What is datathin?

The datathin R package splits a random variable (or a vector or matrix of random variables) into an independent training set and a test set using the methodology developed in Neufeld et al., 2024 (link to paper) and Dharamshi et al., 2024 (link to preprint).

How can I get datathin?

Make sure that remotes is installed by running install.packages("remotes"), then type

{r} remotes::install_github("anna-neufeld/datathin")

Where can I learn more?

For now, you can check our our introductory tutorial, which gives basic examples of how to apply data thinning under a variety of distributional assumptions. You can also check out our unsupervised learning tutorial, which shows how data thinning can be applied to estimate the number of clusters in normally distributed data.

More tutorials for this package are coming soon! We will provide examples of how to use datathin for tasks such as model evaluation and inference after model selection under a variety of distributional assumptions.

To learn more, check out our papers linked above!

To reproduce the figures from Neufeld et al., please see the following repository: https://github.com/anna-neufeld/datathin_paper.

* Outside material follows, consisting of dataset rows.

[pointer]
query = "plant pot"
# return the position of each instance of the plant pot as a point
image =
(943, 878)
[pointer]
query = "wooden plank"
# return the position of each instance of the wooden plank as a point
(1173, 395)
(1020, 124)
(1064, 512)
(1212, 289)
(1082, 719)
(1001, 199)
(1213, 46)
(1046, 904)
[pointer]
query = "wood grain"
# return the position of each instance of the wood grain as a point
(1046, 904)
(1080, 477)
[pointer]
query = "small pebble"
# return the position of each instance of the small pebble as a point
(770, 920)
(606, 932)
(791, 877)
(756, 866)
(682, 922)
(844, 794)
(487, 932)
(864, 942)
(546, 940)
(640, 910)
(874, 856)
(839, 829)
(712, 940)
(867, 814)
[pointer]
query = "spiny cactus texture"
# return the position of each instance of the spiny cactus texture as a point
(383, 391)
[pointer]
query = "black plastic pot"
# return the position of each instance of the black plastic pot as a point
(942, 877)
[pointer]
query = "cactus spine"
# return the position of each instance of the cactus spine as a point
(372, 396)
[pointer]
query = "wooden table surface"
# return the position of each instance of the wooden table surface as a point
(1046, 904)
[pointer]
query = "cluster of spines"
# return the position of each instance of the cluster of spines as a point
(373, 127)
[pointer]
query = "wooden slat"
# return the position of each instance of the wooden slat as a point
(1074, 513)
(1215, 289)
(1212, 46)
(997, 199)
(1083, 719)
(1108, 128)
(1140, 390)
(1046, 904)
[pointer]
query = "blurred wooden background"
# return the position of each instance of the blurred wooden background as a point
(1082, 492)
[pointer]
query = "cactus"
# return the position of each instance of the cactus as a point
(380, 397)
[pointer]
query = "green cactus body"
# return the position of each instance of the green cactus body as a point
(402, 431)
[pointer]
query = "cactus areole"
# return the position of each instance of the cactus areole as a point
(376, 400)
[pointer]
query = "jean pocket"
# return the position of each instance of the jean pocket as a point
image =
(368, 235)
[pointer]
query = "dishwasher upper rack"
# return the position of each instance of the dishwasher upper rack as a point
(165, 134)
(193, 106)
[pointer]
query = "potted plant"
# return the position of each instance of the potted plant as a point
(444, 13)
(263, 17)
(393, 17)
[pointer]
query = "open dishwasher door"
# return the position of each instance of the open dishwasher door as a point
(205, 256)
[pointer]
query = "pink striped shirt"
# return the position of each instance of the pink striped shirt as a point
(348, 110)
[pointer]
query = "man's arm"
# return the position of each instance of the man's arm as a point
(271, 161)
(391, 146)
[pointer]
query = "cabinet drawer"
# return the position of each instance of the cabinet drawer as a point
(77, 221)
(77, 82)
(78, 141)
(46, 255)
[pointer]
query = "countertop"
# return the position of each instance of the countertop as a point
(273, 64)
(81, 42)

The scRNA-seq dataset analyzed in Neufeld et al. is available for free from 10X genomics, and is also included in the R package countsplit.

To reproduce the figures from Dharamshi et al., please see the following repository: https://github.com/AmeerD/gdt-experiments.


Neufeld, A., Dharamshi, A., Gao, L. L., & Witten, D. (2024). Data thinning for convolution-closed distributions. Journal of Machine Learning Research, 25(57), 1-35.

Dharamshi, A., Neufeld, A., Motwani, K., Gao, L. L., Witten, D., & Bien, J. (2024). Generalized data thinning using sufficient statistics. To appear in: Journal of the American Statistical Association.